Everything you've ever Dreamed

ただの日記です。それ以上でもそれ以下でもありません。

早期退職のために完璧な引継書を作成しました。

10年かけて考えた僕の早期退職が家族からの「会社を辞めて家にいられたら困る。嫌だ」というもっともな理由で反対されたことは先日のブログでお伝えしたとおりである。10年かけて準備してきた早期退職プランが無になりました。 - Everything you've ever Dreamed「家族に内緒で計画を進めるのはおかしい」「こんなバカな旦那は嫌だ。きっと低偏差値だったのだろう」「会社を辞めたあと何も考えていない」等々、拙文章で省略した部分を想像する力を欠いた貴重なご意見をいただいた。ありがとう。

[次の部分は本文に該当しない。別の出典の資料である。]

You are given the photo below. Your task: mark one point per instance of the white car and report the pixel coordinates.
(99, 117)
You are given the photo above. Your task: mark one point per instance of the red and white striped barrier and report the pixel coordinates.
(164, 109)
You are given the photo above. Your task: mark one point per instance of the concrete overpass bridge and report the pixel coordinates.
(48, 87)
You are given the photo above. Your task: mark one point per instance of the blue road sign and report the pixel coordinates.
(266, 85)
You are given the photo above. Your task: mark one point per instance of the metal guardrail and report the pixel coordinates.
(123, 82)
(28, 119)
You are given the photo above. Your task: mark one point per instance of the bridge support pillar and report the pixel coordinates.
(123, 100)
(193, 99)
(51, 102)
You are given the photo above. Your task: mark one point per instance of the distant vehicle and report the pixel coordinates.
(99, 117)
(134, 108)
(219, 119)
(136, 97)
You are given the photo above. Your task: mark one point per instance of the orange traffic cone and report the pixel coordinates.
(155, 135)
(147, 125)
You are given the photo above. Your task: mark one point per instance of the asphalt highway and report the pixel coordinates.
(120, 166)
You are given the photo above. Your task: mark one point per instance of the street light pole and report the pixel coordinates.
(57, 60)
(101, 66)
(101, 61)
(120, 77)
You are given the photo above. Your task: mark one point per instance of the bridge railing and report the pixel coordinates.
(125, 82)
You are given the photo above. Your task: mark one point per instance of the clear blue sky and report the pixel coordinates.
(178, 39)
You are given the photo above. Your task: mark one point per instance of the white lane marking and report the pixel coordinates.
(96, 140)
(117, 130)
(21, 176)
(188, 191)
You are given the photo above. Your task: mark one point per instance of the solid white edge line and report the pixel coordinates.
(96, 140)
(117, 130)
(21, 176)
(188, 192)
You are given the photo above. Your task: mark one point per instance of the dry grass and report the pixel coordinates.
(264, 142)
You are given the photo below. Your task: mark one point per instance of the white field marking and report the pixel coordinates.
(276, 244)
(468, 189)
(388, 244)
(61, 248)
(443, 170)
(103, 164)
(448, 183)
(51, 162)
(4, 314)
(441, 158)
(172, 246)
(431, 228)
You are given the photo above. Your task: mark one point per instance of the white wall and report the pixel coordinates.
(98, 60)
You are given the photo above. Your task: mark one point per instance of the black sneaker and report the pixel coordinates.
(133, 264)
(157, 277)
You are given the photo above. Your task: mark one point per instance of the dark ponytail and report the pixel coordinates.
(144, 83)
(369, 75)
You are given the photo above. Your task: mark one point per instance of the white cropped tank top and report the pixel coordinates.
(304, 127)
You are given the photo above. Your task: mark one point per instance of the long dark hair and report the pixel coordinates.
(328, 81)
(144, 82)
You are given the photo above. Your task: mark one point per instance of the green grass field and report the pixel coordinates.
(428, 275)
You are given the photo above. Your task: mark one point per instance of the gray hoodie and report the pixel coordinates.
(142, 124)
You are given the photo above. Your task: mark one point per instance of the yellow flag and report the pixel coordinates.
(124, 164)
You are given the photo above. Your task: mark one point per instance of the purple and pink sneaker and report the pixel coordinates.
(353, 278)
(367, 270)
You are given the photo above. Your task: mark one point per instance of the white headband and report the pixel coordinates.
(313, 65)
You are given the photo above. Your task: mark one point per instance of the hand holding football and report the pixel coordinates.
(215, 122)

だが、長年の悲願である早期退職をこのまま終わらせたくないと、若かりし頃「不屈の虎」を自称した僕はあらためて決意を固めた次第である。大阪冬の陣のあと、徳川が大阪城の堀を埋めて優位な状況を作ったように、退職夏の陣にむけて僕も堀を埋めてしまえばよいのである。具体的には、奥様に対しては「早期退職は一時の気の迷いであった。会社員以外の才能を持たない僕は定年まで上司の靴を尻を振りながらナメ続けるよ。万が一、ストレスで倒れても生命保険金がキミに振り込まれるから安心してくれたまえ」というスタンスを取る。その一方、水面下では粛々と早期退職に向けて活動していくのである。仕事面や生活面だけでなく、「一日中家にいられたら嫌だ」という評価を覆すべく、メンズエステや写経教室に通って加齢臭や存在のウザさを軽減し、かつ、一日家にいなくていいように日中は料理教室や囲碁クラブに参加し、夜はラウンジ嬢とのデート活動に勤しむなど、前回の計画で抜けていた奥様に対する環境面での計画を推進していきたいと考えている。

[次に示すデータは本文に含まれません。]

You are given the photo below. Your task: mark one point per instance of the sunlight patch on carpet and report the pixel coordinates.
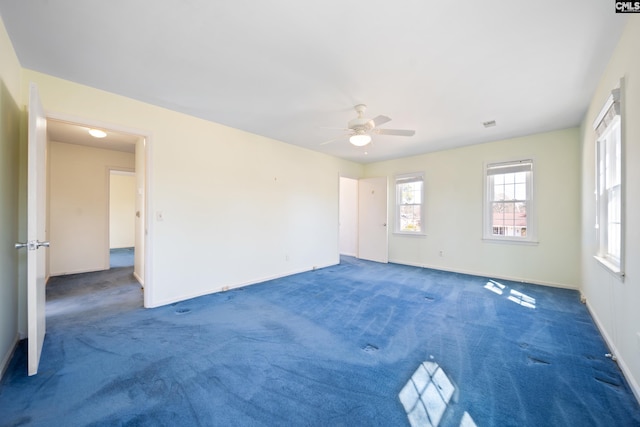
(427, 395)
(513, 296)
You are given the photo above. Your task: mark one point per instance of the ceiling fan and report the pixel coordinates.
(361, 128)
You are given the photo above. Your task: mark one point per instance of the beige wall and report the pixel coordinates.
(614, 302)
(10, 118)
(348, 216)
(236, 208)
(79, 206)
(122, 210)
(454, 182)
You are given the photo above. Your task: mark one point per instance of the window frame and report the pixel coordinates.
(407, 178)
(491, 170)
(609, 124)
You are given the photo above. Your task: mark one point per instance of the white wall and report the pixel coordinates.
(79, 206)
(454, 182)
(122, 209)
(613, 302)
(140, 226)
(9, 196)
(348, 216)
(236, 208)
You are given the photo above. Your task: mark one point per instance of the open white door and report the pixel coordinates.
(372, 220)
(36, 259)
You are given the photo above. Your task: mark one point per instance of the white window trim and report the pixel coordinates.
(615, 101)
(396, 227)
(487, 236)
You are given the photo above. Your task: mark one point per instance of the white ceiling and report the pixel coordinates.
(73, 133)
(290, 70)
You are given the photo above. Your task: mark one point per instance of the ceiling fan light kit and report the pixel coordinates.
(361, 128)
(360, 140)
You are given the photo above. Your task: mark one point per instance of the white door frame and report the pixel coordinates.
(148, 201)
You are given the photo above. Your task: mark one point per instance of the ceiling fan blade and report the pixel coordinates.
(380, 120)
(396, 132)
(336, 139)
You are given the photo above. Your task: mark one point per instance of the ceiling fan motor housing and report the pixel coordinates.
(361, 124)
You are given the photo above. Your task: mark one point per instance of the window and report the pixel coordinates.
(609, 185)
(409, 203)
(508, 202)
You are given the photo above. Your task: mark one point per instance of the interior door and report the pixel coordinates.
(372, 220)
(36, 217)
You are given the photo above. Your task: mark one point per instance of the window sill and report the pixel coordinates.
(610, 267)
(510, 241)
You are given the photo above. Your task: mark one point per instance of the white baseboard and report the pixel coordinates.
(138, 278)
(485, 274)
(6, 359)
(614, 351)
(233, 286)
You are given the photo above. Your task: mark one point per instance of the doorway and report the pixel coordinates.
(122, 209)
(80, 171)
(363, 218)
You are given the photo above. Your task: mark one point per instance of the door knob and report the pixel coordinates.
(31, 245)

立つ鳥跡を濁さずというように、まずは円滑に退職できるように動くことにした。さいわい、金融機関からの出向を経て会社上層部におさまっているメンバーとは、日々の仕事を通じて良好な関係が構築されており、事あるごとに「キミがいなくなっても困らない」と告げられている。本当にありがたい。後ろ髪を引かれることなく辞められる。辞める際には、感謝の気持ちをこめて、会社上層部の乏しくなった後ろ髪を引きちぎって落武者のようにして差し上げたい。先日、円滑な早期退職に向けた第一歩として、会社上層部に「この会社でやれることはやりました」とカミングアウトしたら、「冗談はやめたまえ。キミに辞められたら困る。業界を熟知している営業管理職は貴重なんだ」とリアクションされた。ツンデレかよ。その後も「今すぐ辞めたりしないよな」と確認されている。普段はバイオレンスなのに突然「ごめんな。本当はお前のこと愛しているんだ」と優しい言葉をかけてくるDV男のようだ。めんどくさ。

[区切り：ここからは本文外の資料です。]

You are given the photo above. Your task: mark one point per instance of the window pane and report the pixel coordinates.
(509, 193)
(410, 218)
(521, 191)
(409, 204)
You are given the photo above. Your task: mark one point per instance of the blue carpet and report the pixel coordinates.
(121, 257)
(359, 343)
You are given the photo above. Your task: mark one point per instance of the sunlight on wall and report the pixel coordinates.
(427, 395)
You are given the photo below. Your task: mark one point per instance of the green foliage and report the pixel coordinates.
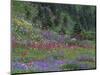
(77, 29)
(90, 35)
(70, 67)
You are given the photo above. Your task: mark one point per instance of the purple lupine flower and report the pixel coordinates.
(19, 66)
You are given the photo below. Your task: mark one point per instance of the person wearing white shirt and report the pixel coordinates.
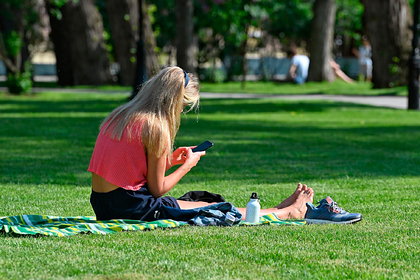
(299, 66)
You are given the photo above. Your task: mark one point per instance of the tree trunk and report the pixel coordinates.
(123, 20)
(387, 25)
(185, 54)
(152, 64)
(79, 45)
(321, 41)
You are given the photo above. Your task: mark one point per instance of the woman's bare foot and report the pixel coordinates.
(298, 209)
(288, 201)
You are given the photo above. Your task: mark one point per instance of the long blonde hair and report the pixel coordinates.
(158, 105)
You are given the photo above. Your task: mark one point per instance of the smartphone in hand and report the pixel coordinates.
(203, 146)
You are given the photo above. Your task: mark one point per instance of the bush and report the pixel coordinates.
(19, 83)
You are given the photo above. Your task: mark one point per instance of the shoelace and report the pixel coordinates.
(333, 207)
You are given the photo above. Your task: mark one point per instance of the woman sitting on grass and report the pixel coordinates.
(134, 150)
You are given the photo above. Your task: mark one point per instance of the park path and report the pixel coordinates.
(396, 102)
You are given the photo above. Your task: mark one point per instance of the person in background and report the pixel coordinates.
(298, 71)
(364, 54)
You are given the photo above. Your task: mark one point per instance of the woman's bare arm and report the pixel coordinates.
(157, 182)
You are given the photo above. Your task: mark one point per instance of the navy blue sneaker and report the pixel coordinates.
(328, 212)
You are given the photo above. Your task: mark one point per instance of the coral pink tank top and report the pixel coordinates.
(120, 162)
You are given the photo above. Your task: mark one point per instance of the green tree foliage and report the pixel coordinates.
(21, 30)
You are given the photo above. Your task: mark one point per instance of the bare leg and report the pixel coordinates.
(295, 210)
(288, 201)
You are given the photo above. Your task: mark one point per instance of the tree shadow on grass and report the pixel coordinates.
(57, 150)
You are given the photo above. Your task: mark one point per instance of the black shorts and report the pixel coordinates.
(125, 204)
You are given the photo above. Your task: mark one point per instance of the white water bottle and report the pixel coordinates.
(253, 209)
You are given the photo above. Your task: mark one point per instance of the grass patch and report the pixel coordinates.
(337, 87)
(365, 158)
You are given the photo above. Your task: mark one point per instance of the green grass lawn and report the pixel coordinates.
(337, 87)
(366, 158)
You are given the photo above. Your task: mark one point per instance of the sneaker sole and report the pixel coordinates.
(314, 221)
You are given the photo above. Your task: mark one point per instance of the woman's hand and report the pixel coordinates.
(179, 156)
(192, 158)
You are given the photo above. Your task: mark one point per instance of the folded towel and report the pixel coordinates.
(66, 226)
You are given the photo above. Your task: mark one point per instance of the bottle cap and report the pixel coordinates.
(254, 196)
(230, 218)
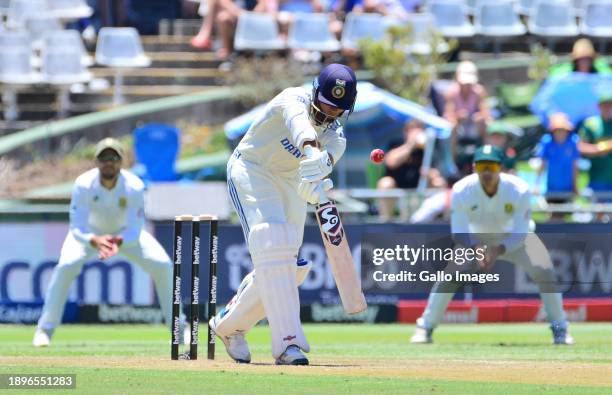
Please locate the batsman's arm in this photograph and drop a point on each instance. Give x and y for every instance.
(294, 108)
(79, 214)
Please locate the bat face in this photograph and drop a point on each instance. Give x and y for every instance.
(329, 220)
(340, 259)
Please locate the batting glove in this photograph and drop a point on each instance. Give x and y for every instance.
(314, 192)
(316, 166)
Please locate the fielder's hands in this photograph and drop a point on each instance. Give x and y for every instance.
(314, 192)
(107, 245)
(316, 166)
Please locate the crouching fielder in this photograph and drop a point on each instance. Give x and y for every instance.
(270, 181)
(489, 208)
(106, 218)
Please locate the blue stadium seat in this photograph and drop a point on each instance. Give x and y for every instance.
(156, 146)
(257, 31)
(497, 19)
(311, 31)
(597, 20)
(553, 18)
(360, 26)
(451, 18)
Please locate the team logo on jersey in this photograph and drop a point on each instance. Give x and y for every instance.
(331, 225)
(339, 90)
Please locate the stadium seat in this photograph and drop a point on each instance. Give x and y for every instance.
(311, 32)
(14, 38)
(16, 67)
(39, 27)
(120, 47)
(597, 18)
(156, 147)
(257, 31)
(451, 18)
(423, 29)
(553, 18)
(62, 66)
(15, 73)
(69, 10)
(68, 39)
(524, 6)
(498, 20)
(20, 10)
(360, 26)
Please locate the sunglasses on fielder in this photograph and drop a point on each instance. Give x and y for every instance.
(110, 157)
(480, 167)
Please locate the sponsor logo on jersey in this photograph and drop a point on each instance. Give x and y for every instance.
(292, 149)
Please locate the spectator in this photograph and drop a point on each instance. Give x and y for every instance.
(498, 135)
(403, 163)
(584, 60)
(223, 14)
(596, 144)
(466, 109)
(559, 154)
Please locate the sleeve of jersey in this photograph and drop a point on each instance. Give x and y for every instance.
(134, 218)
(295, 114)
(335, 144)
(522, 216)
(460, 221)
(79, 214)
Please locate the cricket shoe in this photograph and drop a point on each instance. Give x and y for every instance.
(42, 338)
(235, 345)
(561, 335)
(292, 356)
(422, 336)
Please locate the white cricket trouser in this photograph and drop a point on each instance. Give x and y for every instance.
(267, 202)
(533, 257)
(147, 253)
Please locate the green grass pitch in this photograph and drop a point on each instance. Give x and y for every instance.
(356, 359)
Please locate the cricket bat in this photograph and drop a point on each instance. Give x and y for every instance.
(339, 254)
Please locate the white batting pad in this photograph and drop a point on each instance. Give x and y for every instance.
(274, 250)
(246, 309)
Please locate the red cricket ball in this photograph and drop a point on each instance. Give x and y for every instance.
(377, 155)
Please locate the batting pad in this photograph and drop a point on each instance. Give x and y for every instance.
(246, 309)
(274, 249)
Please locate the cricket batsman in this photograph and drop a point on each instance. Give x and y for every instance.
(270, 180)
(492, 208)
(106, 218)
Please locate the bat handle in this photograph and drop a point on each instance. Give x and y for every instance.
(327, 185)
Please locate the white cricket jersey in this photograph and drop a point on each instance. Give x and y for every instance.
(95, 210)
(275, 138)
(507, 212)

対上司は放置して、僕の後を引き継ぐ部下の皆さんのことを考えることにした。自分がやっている仕事を明確にして整理した。営業管理部門の長としてやってきたマネジメント業務(営業事業計画立案、予算作成、労務管理、タスク管理)と、営業マンとしての業務(顧客データ、個人的に作成した顧客別攻略法)、それからどうでもいい業務(対上司関係)エトセトラ。自分の抱えている仕事の整理整頓をおこないながら、顧客とのリレーションをベースにした商談のような、いわゆる僕個人の特性でやってきた仕事から、属人性を排して誰でもできる業務に変換するなど(十分ではないけれど)、自分がいなくなった後のことを考えた業務の簡略化(?)とブラッシュアップをおこない、引継書にまとめた。老婆心から今後1年の仕事の進め方の指南まで作成したので部下たちも困らないはずである。このように僕は早期退職に向けて粛々と動いている。今はとてもすっきりした気分だ。何がすっきりしたかと申し上げますと、時間と労力をかけて自分の仕事を整理整頓した結果、仕事のストレスが軽減してすっきりしたのだ。なんということでしょう。辞める必要性ないじゃないか。会社に残していくはずだった時限爆弾的な懸念事項の解決策までも見つかってしまった。死にたいくらいに憧れた華の早期退職のためにつくった引継書で仕事が快適になるなんて何という皮肉だろう。今の仕事、楽しい、大好き!

奥様に引継書の存在を隠したまま、仕事の整理整頓をしたら仕事が快適にできるようになったと告げたら「突然、早期退職を言い出したり…こづかいの増額を願い出たり……全部、会社を辞めたいという妄想に囚われていたからね、キミは疲れているだけなのよ」と言われてしまった。早期退職が近づいているのか、遠ざかっているのか、もはやわからなくない。なお、僕のこづかいは月19,000円である。(所要時間23分)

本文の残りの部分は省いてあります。